Dans le corral, le prochain concurrent assure sa prise. La seule chose qui le lie au taureau sur lequel il est à califourchon, c’est cette gantée agrippée autour de la corde qui enserre la bête. L’autre main, nue, servira de balancier. Dans le box voisin, un autre cow-boy, sur un cheval celui-là. Les portes s’ouvrent. Le destrier s’élance, le bovin bondit. Trouvant un espace à la mesure de sa hargne, le monstre de 600 à 800 kg se lance dans une furieuse danse pour envoyer bouler l’importun qui le chevauche.
But du jeu : tenir dix secondes autant dire dix siècles avant d’être pris en croupe par le cavalier accompagnateur. Les ruades de l’animal sont terrifiantes : le cow-boy n’est plus qu’une poupée de chiffons ballottée dans tous les sens. Ne pas tomber et, surtout, pas devant. Tenir, tenir, pendant ces fichues secondes d’éternité, qui s’égrènent comme au ralenti, dixième après dixième. Le tableau lumineux indique que la moitié du contrat est remplie.
Le public, qui commence à y croire, encourage le supplicié désarticulé. Le gong retentit. D’un bond, le cow-boy se retrouve assis sur le cheval salvateur. La foule, siffle, hurle, exulte. Ils sont bien peu à ne pas mordre la poussière. « Yi-yah », ponctue avec force le speaker.

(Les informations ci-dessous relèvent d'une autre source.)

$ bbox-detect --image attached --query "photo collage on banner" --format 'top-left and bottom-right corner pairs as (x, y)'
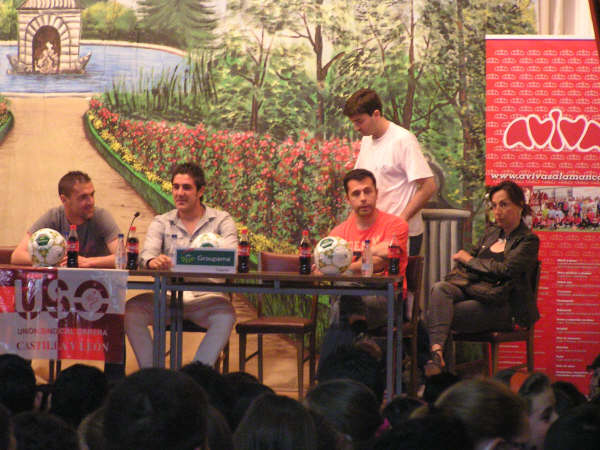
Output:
(486, 36), (600, 393)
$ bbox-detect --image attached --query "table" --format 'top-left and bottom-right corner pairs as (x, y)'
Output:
(128, 270), (403, 400)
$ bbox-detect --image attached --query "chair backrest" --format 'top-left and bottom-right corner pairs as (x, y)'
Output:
(256, 252), (319, 323)
(0, 247), (15, 264)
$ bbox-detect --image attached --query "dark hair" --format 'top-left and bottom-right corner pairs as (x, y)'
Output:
(171, 162), (206, 190)
(50, 364), (108, 428)
(435, 378), (527, 445)
(58, 170), (92, 197)
(0, 353), (36, 414)
(0, 403), (13, 449)
(383, 395), (425, 428)
(552, 381), (587, 416)
(305, 380), (383, 449)
(544, 404), (600, 450)
(104, 368), (208, 450)
(13, 411), (79, 450)
(344, 169), (377, 194)
(488, 180), (531, 217)
(181, 361), (234, 426)
(373, 413), (473, 450)
(233, 394), (317, 450)
(423, 372), (460, 405)
(518, 372), (552, 414)
(343, 89), (382, 117)
(319, 347), (385, 403)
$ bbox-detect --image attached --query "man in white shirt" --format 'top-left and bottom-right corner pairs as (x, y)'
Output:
(344, 89), (437, 255)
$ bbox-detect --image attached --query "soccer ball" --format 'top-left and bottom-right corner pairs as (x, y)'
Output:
(27, 228), (66, 267)
(192, 232), (223, 248)
(314, 236), (352, 275)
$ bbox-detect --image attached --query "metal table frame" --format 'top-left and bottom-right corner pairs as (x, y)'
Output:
(128, 270), (403, 400)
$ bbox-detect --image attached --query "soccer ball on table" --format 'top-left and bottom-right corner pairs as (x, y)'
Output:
(27, 228), (66, 267)
(192, 232), (223, 248)
(314, 236), (352, 275)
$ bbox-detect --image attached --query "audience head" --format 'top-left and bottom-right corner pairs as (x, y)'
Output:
(544, 404), (600, 450)
(13, 411), (79, 450)
(104, 368), (208, 450)
(423, 372), (460, 405)
(77, 406), (107, 450)
(519, 372), (558, 449)
(383, 396), (424, 428)
(50, 364), (108, 428)
(319, 346), (385, 403)
(0, 403), (17, 450)
(552, 381), (587, 416)
(305, 380), (382, 449)
(434, 379), (529, 448)
(225, 374), (275, 431)
(181, 361), (234, 424)
(373, 412), (473, 450)
(233, 394), (317, 450)
(0, 353), (36, 414)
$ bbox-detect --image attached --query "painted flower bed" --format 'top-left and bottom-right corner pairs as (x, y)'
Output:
(88, 99), (358, 252)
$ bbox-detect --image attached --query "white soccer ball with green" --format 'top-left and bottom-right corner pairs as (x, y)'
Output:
(314, 236), (352, 275)
(192, 233), (223, 248)
(27, 228), (66, 267)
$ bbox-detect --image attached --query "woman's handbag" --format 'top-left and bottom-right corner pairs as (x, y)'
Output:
(444, 264), (512, 305)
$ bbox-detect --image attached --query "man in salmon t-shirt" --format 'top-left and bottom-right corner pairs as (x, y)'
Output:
(321, 169), (408, 366)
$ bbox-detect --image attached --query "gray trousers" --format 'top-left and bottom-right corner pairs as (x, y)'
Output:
(425, 281), (513, 348)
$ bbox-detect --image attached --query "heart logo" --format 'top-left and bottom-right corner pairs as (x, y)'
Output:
(527, 116), (554, 147)
(504, 117), (533, 150)
(579, 120), (600, 152)
(558, 116), (587, 149)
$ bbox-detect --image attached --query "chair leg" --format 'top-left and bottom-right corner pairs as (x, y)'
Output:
(296, 334), (304, 400)
(258, 334), (263, 383)
(303, 329), (317, 387)
(486, 342), (500, 376)
(409, 336), (418, 396)
(239, 333), (246, 372)
(527, 330), (534, 373)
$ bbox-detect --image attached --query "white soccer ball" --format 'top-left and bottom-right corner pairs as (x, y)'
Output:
(192, 233), (223, 248)
(27, 228), (66, 267)
(314, 236), (352, 275)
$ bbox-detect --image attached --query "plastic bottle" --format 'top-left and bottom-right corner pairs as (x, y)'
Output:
(360, 239), (373, 277)
(238, 227), (250, 273)
(126, 227), (140, 270)
(115, 233), (127, 270)
(388, 234), (402, 275)
(167, 233), (177, 267)
(298, 230), (311, 275)
(67, 225), (79, 267)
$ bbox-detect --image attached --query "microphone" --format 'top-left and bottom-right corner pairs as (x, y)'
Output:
(125, 211), (140, 242)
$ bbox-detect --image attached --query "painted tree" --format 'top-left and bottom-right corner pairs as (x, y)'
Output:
(139, 0), (217, 49)
(423, 0), (533, 239)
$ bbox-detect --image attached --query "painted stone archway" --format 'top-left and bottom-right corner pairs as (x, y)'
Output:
(8, 0), (91, 73)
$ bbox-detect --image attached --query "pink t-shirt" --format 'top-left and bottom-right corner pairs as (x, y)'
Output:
(329, 209), (408, 274)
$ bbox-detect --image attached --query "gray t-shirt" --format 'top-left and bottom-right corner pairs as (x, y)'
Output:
(28, 206), (119, 258)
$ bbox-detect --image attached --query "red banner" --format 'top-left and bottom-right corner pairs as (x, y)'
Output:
(0, 268), (128, 362)
(486, 36), (600, 393)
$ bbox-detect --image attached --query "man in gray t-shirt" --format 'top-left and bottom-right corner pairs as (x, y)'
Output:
(10, 171), (119, 268)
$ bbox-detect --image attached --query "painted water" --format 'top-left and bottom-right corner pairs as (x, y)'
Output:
(0, 44), (185, 94)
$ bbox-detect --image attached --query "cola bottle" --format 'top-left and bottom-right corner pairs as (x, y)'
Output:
(388, 234), (402, 275)
(125, 227), (140, 270)
(298, 230), (311, 275)
(238, 227), (250, 273)
(67, 225), (79, 267)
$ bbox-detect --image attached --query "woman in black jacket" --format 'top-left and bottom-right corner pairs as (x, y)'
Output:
(425, 181), (540, 376)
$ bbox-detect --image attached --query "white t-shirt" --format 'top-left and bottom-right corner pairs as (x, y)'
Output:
(354, 122), (433, 236)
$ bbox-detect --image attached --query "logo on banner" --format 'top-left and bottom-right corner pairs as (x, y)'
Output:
(503, 108), (600, 152)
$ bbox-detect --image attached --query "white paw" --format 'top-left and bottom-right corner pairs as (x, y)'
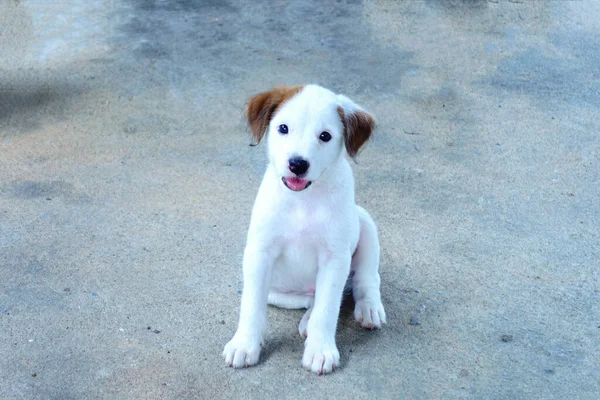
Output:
(298, 308), (312, 339)
(302, 338), (340, 375)
(223, 334), (260, 368)
(354, 300), (386, 329)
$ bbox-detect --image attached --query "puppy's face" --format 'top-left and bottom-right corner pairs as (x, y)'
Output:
(248, 85), (374, 191)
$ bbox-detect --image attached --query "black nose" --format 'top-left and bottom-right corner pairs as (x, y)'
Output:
(289, 157), (310, 175)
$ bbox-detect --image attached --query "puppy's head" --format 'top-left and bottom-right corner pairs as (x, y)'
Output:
(248, 85), (375, 191)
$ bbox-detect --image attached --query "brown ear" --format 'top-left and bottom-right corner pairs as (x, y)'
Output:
(338, 106), (375, 158)
(248, 86), (302, 146)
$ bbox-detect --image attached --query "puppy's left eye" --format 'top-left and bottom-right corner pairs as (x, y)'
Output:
(319, 132), (331, 142)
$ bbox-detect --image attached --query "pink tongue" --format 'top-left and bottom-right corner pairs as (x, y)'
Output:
(285, 178), (308, 191)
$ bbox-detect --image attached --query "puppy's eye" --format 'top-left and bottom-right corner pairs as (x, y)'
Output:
(319, 132), (331, 142)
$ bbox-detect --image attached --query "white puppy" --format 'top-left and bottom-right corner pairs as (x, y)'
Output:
(223, 85), (386, 374)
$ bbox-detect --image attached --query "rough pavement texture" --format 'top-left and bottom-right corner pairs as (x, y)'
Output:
(0, 0), (600, 399)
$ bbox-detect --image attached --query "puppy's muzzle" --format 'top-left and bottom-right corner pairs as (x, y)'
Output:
(288, 157), (310, 176)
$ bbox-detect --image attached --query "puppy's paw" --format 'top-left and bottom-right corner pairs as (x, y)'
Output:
(302, 338), (340, 375)
(354, 300), (386, 329)
(223, 334), (260, 368)
(298, 308), (312, 339)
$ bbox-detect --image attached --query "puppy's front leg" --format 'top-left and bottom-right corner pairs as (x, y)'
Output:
(223, 243), (274, 368)
(302, 251), (351, 375)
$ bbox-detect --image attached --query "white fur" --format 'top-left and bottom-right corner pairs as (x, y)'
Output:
(223, 85), (386, 374)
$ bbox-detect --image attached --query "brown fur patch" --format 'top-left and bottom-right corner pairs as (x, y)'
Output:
(338, 106), (375, 158)
(247, 86), (304, 146)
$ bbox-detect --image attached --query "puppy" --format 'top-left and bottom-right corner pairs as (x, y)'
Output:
(223, 85), (386, 374)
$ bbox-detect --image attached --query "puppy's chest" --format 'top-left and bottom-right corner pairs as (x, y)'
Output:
(279, 203), (332, 244)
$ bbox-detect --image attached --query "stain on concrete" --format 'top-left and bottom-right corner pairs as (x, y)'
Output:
(0, 181), (90, 202)
(489, 33), (600, 107)
(112, 1), (417, 95)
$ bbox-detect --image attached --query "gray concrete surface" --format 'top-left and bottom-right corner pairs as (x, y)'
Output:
(0, 0), (600, 399)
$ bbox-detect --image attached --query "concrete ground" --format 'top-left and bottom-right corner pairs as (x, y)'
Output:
(0, 0), (600, 399)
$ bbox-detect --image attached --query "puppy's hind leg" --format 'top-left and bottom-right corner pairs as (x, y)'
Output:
(351, 206), (386, 329)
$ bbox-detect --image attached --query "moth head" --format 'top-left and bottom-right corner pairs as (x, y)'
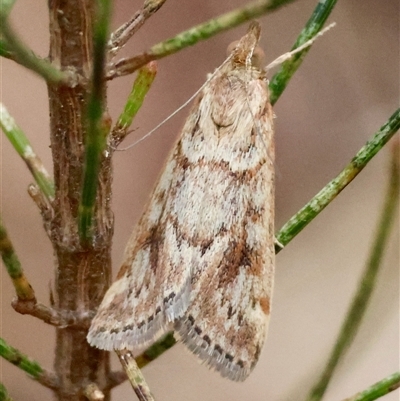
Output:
(226, 40), (265, 70)
(228, 21), (265, 71)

La scène se déroule chaque année au Houston Livestock Show and Rodeo, le plus important festival du genre aux États-Unis et donc dans le monde.
Mais ce n’est pas la seule discipline offerte au plaisir des 72 000 spectateurs, dont une majorité de Texans venus en voisins, qui se bousculent chaque soir pendant plus de deux semaines au stade de l’Astrodome. Il y a aussi le domptage de chevaux sauvages ou encore le lancer de lasso avec mise à terre de jeunes taurillons. Le tout en moins de six secondes pour les meilleurs ! La fin de la soirée se termine par le traditionnel concert d’une vedette régionale, voire souvent nationale : c’est ici, par exemple, rappellent non sans fierté les organisateurs, qu’Elvis Presley a donné son premier récital après son service militaire !
Comme souvent, lors de tels spectacles, surtout depuis le 11 septembre, le show s’achève sur le déployé de la bannière étoilée par les pompiers locaux, salué par une « standing ovation » du public. On a beau éprouver une certaine distance devant ce patriotisme un peu fétichiste, il est difficile de ne pas être touché par cette foule debout et unie comme un seul homme, portée par la voix a capella du chanteur. C’est aussi cela, l’Amérique.
Mais le Houston Livestock Show and Rodeo, c’est aussi un véritable salon de l’agriculture, avec ses animaux de ferme (dont de splendides zébus à la robe blanche immaculée) et de basse-cour, mais aussi des bêtes plus exotiques comme les lamas ou les chèvres cachemire... Un royaume extraordinaire pour les enfants, à en juger par leurs yeux écarquillés. Pour ceux qui n’ont pas totalement oublié l’époque où ils jouaient aux cow-boys et aux Indiens, le rodéo est un spectacle qui vaut à lui seul le voyage au Texas.
Qu’on se rassure : le rodéo de Houston, qui se tient chaque année durant la deuxième quinzaine de février, n’est pas le seul . Si la saison hivernale est la plus dense, il est possible de dénicher un spectacle de bon niveau à peu près toute l’année au Texas, le plus grand État américain. Ici, à Houston, voire à Dallas, Austin, San Antonio, Fort Worth ou ailleurs, la culture cow-boy perdure, même en dehors du rodéo. Il suffit, pour s’en convaincre, de regarder les Texans.
Ils sont nombreux à porter le chapeau à larges bords popularisé par « JR » dans la série télévisée « Dallas » ou des « santiags », ces chaussures au bout pointu et talon oblique que l’on appelle ici des « boots ».